Montana set to take over deadly asbestos cleanup site

BILLINGS, Mont. (AP) - The cleanup of a northwest Montana community where health officials say hundreds of people have been killed by asbestos exposure entered a new phase Thursday as officials begin crafting ways to keep residents safe over the long term.

The five-member Libby Asbestos Superfund Advisory Team was scheduled to meet for the first time after being established by the Montana Legislature earlier this year.

The advisory team of state and local officials and one citizen selected by Montana Gov. Steve Bullock will work with environmental agencies to come up with ways to prevent further exposure to asbestos that remains beneath the soil and in the walls of many houses in the small towns of Libby and Troy.

The contaminated material can cause fatal lung diseases and other health issues. It came from a W.R. Grace and Co. vermiculite mine that operated for decades just outside Libby, a town of about 2,700 people near the Idaho border.

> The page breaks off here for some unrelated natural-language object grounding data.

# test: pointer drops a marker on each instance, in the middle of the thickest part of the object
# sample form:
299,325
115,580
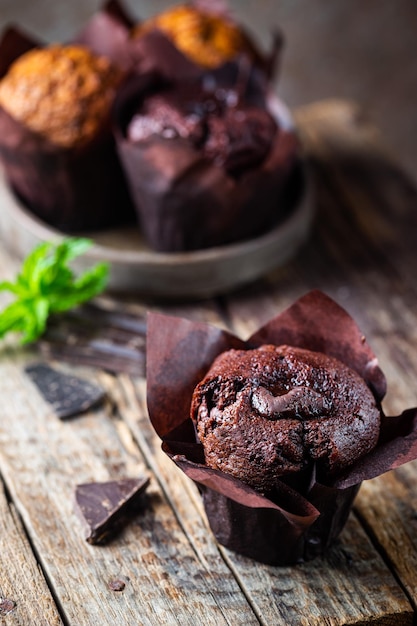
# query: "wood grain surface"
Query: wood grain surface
362,252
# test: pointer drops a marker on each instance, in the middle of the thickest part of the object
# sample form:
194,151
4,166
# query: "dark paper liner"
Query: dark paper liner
186,202
300,520
72,189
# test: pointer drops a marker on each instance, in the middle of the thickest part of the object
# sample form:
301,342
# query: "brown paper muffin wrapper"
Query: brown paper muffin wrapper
186,202
72,189
302,518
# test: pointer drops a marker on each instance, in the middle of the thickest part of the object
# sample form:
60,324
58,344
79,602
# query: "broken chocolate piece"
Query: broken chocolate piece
67,394
105,507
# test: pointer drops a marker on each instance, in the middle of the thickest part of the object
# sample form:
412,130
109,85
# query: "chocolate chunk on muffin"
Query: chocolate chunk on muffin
266,413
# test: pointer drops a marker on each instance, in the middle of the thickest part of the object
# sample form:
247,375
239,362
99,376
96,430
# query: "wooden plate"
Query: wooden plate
135,267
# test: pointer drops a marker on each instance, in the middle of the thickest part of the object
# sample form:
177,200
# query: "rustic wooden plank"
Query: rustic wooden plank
24,594
350,585
41,459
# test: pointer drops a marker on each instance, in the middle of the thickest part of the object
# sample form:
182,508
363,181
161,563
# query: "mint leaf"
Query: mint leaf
46,284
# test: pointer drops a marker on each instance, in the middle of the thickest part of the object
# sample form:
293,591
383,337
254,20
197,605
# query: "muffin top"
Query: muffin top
228,129
270,412
63,93
204,37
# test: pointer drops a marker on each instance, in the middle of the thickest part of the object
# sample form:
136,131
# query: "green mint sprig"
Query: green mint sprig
46,285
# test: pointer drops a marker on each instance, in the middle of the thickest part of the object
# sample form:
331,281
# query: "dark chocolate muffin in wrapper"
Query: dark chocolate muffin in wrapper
311,370
208,161
56,144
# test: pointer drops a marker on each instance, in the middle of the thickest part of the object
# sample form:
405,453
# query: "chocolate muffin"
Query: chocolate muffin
205,37
63,93
56,141
270,412
233,135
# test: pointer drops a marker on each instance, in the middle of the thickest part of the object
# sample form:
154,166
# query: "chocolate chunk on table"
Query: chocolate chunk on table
106,507
68,395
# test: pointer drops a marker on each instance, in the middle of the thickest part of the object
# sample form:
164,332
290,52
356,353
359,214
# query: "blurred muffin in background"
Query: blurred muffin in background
56,143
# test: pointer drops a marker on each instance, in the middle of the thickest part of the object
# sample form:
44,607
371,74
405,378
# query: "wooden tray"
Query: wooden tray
135,267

Since 1999, a cleanup by the U.S. Environmental Protection Agency removed more than a million cubic yards of dirt and building materials from about 2,400 properties in the area. That work - conducted under the agency's Superfund program for the cleanup of highly contaminated sites - is expected to largely finish in coming months with total costs expected to top $600 million.

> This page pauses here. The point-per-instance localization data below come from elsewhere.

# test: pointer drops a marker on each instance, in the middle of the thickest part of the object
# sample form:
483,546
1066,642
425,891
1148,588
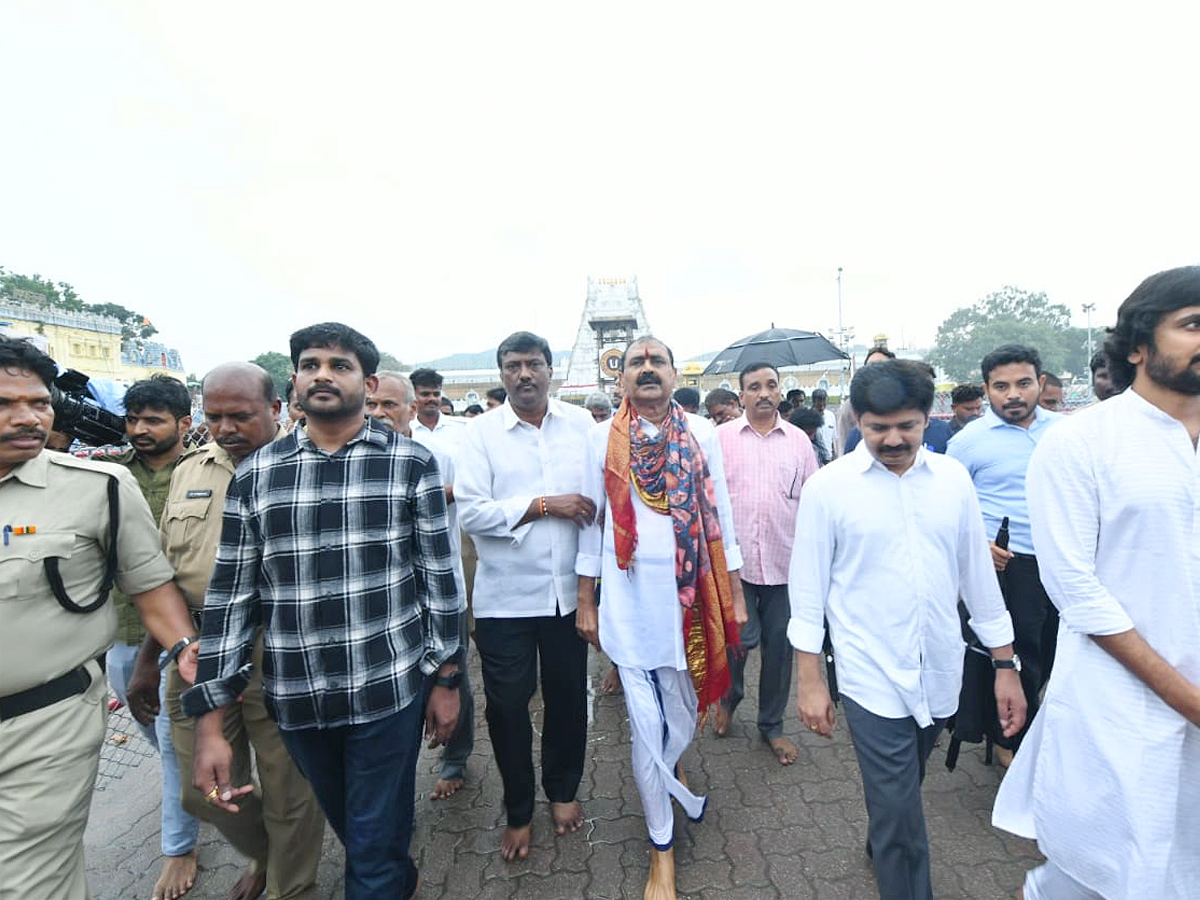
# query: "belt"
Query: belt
73,683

As the EPA gets ready to take much of the area off the Superfund list, state and local agencies must come up with ways to handle future asbestos discoveries, such as when a house is renovated or an underground vermiculite deposit is found during excavation work.

There's been no attempt to quantify how much asbestos will remain when the cleanup is finished.

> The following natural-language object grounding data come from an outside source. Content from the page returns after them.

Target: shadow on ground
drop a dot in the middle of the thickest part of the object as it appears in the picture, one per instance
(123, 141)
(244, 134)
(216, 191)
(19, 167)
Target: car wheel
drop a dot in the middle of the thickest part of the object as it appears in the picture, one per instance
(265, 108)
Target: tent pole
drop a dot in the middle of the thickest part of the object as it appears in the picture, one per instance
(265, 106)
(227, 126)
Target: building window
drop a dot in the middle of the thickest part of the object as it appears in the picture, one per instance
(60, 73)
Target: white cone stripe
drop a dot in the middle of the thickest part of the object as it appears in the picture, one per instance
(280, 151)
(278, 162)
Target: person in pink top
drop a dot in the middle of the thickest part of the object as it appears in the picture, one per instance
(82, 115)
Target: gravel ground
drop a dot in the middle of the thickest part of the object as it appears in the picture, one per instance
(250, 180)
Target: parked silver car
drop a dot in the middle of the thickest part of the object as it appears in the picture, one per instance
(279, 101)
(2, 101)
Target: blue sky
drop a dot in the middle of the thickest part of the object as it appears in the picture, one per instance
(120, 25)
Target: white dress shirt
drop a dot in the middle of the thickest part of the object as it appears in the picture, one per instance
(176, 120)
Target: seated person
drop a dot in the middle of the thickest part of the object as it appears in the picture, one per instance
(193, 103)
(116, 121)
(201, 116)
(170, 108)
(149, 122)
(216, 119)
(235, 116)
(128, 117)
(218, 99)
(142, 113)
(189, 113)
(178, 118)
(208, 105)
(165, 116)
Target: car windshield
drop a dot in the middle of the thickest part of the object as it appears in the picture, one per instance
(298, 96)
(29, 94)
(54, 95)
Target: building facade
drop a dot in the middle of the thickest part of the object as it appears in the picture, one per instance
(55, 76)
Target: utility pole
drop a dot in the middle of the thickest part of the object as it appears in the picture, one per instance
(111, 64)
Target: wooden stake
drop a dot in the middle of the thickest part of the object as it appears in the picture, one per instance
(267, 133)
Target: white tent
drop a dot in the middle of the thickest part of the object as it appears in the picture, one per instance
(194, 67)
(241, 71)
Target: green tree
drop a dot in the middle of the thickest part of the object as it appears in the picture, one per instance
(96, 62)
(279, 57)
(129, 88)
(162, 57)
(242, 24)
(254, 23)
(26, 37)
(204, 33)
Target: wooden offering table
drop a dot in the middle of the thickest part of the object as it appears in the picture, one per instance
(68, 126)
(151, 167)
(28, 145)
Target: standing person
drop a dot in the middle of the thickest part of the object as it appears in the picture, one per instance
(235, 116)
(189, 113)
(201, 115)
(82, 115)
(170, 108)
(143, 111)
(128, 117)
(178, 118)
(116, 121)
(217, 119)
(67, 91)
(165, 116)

Health workers have estimated that as many as 400 people have died and almost 3,000 have been sickened from exposure in Libby and the surrounding area.

The W.R. Grace mine was shuttered in 1990. The company agreed in a 2008 settlement to pay the EPA $250 million for cleanup work.

There is not yet a cleanup plan for the highly-contaminated mine site and surrounding portions of the Kootenai National Forest - a nearly 16-square mile (41-sq. kilometer) area that also includes some state and private land.